Reputation: 17676
I have a spark dataframe like:
+-------------+------------------------------------------+
|a |destination |
+-------------+------------------------------------------+
|[a,Alice,1] |[[b,Bob,0], [e,Esther,0], [h,Fraudster,1]]|
|[e,Esther,0] |[[f,Fanny,0], [d,David,0]] |
|[c,Charlie,0]|[[b,Bob,0]] |
|[b,Bob,0] |[[c,Charlie,0]] |
|[f,Fanny,0] |[[c,Charlie,0], [h,Fraudster,1]] |
|[d,David,0] |[[a,Alice,1], [e,Esther,0]] |
+-------------+------------------------------------------+
with a schema of
|-- destination: array (nullable = true)
| |-- element: struct (containsNull = true)
| | |-- id: string (nullable = true)
| | |-- name: string (nullable = true)
| | |-- var_only_0_and_1: integer (nullable = false)

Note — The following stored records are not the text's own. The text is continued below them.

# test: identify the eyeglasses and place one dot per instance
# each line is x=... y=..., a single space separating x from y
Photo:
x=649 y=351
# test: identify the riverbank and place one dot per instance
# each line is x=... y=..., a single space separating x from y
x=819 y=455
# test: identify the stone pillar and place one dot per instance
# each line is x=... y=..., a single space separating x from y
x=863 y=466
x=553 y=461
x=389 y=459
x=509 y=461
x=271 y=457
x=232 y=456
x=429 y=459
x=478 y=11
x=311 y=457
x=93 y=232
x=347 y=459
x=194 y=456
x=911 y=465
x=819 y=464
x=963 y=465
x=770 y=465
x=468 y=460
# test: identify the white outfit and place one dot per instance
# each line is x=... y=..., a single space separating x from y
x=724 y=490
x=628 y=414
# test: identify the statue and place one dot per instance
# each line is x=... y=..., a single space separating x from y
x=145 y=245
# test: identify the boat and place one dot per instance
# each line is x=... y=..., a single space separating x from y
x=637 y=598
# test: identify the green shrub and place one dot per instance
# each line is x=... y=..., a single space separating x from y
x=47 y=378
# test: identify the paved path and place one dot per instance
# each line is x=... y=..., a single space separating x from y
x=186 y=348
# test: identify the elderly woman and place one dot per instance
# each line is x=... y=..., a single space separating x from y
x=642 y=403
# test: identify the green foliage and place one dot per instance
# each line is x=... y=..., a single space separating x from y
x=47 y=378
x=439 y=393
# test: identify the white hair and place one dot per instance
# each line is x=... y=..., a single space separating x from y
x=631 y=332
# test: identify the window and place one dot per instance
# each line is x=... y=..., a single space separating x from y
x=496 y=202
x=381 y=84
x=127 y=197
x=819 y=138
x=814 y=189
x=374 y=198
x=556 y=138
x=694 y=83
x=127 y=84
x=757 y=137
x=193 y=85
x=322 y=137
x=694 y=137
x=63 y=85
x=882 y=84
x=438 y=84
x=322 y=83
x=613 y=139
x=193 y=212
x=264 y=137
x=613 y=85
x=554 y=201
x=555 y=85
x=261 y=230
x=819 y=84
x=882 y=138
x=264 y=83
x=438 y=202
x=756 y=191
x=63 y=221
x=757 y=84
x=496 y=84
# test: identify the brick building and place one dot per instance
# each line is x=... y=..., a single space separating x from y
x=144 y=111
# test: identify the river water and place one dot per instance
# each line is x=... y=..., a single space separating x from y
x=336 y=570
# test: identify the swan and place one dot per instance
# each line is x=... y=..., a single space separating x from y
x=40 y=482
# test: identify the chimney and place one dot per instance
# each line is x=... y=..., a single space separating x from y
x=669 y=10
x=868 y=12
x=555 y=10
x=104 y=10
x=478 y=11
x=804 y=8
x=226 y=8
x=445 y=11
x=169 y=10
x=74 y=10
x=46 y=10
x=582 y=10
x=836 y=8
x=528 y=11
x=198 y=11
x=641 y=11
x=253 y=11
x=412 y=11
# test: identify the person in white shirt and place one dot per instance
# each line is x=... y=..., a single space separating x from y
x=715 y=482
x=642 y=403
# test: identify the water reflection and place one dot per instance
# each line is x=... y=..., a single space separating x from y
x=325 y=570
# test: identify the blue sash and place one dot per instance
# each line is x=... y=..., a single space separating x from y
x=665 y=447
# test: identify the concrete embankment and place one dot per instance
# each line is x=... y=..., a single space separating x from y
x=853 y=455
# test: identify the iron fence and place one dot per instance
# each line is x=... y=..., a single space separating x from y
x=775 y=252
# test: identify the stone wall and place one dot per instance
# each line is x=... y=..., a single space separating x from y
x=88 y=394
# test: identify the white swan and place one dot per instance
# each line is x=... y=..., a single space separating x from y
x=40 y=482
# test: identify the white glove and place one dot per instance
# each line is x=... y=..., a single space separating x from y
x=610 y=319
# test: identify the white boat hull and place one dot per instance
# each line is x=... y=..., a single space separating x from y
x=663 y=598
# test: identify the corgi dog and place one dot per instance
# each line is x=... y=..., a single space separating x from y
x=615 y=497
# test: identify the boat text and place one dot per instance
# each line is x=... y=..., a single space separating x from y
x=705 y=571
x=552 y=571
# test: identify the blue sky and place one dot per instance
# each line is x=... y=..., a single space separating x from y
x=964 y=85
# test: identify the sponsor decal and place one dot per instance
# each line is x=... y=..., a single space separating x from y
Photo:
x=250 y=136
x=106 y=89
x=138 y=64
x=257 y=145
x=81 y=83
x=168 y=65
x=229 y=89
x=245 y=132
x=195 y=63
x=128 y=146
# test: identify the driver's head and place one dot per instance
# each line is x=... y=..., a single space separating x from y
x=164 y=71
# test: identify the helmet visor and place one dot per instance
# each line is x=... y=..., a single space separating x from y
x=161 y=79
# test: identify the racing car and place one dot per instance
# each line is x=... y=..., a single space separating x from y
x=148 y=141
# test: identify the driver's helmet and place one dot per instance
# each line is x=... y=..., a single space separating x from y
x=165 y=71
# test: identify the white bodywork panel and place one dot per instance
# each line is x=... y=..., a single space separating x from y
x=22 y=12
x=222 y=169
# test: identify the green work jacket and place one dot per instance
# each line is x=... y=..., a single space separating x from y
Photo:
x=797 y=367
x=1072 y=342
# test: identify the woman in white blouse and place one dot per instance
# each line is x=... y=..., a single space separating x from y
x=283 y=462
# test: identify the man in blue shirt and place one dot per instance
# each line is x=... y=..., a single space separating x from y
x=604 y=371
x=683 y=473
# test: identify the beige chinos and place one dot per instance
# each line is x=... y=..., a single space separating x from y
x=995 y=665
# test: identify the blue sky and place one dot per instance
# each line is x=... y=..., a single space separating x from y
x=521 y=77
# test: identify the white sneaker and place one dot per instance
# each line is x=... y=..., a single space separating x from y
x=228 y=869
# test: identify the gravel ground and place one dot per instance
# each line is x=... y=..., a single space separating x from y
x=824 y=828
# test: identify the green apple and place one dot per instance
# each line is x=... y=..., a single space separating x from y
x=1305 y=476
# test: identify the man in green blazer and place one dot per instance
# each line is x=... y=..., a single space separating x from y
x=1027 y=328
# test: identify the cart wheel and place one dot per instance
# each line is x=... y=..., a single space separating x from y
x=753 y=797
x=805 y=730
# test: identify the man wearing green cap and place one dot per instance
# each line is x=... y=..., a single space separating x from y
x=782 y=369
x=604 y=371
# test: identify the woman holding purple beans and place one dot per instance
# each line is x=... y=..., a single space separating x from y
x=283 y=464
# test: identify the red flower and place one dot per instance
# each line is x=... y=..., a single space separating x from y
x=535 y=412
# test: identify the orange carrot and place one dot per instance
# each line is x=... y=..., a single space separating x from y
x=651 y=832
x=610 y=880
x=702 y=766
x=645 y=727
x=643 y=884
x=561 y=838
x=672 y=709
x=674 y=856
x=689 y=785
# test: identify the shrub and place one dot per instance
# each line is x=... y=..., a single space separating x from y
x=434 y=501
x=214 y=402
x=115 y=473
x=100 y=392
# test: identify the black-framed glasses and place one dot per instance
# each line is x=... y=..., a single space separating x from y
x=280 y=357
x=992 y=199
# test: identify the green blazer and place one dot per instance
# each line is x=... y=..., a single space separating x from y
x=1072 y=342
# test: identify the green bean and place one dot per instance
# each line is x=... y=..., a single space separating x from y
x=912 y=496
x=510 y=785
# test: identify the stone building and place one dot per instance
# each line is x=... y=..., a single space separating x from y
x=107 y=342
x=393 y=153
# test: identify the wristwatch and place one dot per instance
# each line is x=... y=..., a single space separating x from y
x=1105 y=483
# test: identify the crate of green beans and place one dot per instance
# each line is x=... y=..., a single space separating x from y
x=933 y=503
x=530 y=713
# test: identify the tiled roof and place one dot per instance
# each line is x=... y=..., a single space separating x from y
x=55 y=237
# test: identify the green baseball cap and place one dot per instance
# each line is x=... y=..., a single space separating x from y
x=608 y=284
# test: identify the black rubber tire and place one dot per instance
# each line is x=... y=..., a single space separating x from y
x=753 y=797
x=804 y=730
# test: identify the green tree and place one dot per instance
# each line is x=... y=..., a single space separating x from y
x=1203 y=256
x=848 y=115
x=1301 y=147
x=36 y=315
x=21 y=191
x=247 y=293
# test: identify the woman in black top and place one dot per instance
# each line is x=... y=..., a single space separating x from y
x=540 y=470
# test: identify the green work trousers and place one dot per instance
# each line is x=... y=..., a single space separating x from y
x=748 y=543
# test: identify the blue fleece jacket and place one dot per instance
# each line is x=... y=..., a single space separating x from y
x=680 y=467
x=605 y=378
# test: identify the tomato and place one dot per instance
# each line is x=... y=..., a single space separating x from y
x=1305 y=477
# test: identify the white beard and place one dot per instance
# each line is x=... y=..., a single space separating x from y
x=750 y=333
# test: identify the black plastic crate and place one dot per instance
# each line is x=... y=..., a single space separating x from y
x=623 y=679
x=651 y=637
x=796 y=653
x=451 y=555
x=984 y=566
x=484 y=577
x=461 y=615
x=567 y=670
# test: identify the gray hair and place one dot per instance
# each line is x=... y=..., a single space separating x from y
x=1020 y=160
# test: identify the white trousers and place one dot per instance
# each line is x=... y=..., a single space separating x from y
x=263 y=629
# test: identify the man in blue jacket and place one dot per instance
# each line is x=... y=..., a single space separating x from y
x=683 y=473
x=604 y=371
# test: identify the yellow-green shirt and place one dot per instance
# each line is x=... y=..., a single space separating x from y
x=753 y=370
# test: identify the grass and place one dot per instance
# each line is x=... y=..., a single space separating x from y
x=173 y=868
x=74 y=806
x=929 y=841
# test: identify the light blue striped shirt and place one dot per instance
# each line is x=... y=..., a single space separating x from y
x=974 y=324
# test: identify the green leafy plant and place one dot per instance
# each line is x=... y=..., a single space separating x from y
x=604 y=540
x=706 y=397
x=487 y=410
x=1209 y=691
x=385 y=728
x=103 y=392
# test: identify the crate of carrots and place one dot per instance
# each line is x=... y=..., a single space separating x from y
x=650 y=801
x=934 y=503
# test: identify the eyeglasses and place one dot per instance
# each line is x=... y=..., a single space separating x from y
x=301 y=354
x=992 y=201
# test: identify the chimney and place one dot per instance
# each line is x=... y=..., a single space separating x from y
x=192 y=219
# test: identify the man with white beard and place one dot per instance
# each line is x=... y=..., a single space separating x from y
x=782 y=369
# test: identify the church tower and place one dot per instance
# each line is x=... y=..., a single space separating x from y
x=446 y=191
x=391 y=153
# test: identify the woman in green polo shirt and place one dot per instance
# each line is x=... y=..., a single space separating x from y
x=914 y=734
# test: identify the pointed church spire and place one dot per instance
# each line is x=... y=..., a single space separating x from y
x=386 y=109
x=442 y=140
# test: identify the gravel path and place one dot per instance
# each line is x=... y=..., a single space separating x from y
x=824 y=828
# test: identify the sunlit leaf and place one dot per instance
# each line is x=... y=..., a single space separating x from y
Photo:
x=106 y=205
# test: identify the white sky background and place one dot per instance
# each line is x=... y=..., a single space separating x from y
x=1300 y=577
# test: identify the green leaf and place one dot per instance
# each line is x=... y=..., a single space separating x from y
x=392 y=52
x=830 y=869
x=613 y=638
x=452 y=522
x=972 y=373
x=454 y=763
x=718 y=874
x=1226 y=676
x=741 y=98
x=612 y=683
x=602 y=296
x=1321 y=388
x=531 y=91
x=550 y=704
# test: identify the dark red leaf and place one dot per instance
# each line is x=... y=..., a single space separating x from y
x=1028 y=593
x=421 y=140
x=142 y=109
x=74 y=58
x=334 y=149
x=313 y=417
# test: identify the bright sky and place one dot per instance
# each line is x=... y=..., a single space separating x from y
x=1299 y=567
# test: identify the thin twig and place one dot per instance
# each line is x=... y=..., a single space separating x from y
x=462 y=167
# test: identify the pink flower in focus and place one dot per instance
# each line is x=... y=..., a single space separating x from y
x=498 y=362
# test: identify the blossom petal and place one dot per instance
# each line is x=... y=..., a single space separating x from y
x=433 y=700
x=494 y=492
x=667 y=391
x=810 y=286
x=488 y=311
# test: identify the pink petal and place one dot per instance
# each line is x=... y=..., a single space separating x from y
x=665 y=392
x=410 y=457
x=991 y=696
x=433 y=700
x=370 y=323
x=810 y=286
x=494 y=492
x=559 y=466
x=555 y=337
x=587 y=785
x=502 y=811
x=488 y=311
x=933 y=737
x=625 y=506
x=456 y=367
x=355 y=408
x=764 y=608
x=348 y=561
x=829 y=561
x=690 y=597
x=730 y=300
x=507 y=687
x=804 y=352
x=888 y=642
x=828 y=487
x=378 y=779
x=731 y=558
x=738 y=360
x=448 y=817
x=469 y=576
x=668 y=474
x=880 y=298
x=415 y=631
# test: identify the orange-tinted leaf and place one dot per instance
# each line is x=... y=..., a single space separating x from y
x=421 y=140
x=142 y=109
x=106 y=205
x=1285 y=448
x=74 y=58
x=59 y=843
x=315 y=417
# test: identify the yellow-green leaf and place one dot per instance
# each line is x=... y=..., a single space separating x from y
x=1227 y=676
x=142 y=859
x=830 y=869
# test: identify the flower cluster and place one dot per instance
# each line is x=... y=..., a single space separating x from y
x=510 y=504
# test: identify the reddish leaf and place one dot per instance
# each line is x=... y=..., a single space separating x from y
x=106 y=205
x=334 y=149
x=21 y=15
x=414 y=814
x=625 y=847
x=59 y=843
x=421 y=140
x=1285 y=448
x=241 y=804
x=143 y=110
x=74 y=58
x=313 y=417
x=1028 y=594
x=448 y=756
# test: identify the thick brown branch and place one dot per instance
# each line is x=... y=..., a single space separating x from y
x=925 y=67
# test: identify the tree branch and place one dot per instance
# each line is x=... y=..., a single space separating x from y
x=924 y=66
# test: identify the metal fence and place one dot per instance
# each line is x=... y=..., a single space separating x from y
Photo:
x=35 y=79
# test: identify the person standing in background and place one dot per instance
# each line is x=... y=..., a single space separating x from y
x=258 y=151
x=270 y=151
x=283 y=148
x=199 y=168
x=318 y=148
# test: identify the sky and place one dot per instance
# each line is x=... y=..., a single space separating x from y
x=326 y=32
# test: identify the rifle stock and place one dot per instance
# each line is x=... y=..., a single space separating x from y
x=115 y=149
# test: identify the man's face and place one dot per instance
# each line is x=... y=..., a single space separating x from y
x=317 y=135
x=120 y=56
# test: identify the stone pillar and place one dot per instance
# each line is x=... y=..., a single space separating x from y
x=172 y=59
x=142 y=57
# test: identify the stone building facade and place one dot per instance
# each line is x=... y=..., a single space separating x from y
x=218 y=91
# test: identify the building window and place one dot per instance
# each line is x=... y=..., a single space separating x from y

how can I construct an UDF which operates on the column destination
, i.e. the wrapped array created by collect_list
UDF of spark to calculate the mean of the variable var_only_0_and_1
?
Upvotes: 2
Views: 3003
Reputation: 758
You can operate directly on the array as long you get the method signature of the UDF correct (something that has hit me hard in the past). Array columns become visible to a UDF as a Seq, and a Struct as a Row, so you'll need something like this:
def test (in:Seq[Row]): String = {
// return a named field from the second struct in the array
in(2).getAs[String]("var_only_0_and_1")
}
var udftest = udf(test _)
I've tested this on data looking like yours. I'm guessing its possible to iterate over the fields of the Seq[Row] in order to achieve what you want.
To be honest, I'm not at all sure about the type safety of doing this, and I believe that explode is the preferable way to do it as per @ayplam. Inbuilt functions will generally be fast than any UDF that a dev provides, as Spark cannot optimise a UDF.
Upvotes: 5
Reputation: 1953
You can use native spark sql functions for this.
df.withColumn("dest",explode(col("destination")).
groupBy("a").agg(avg(col("dest").getField("var_only_0_and_1")))
Upvotes: 0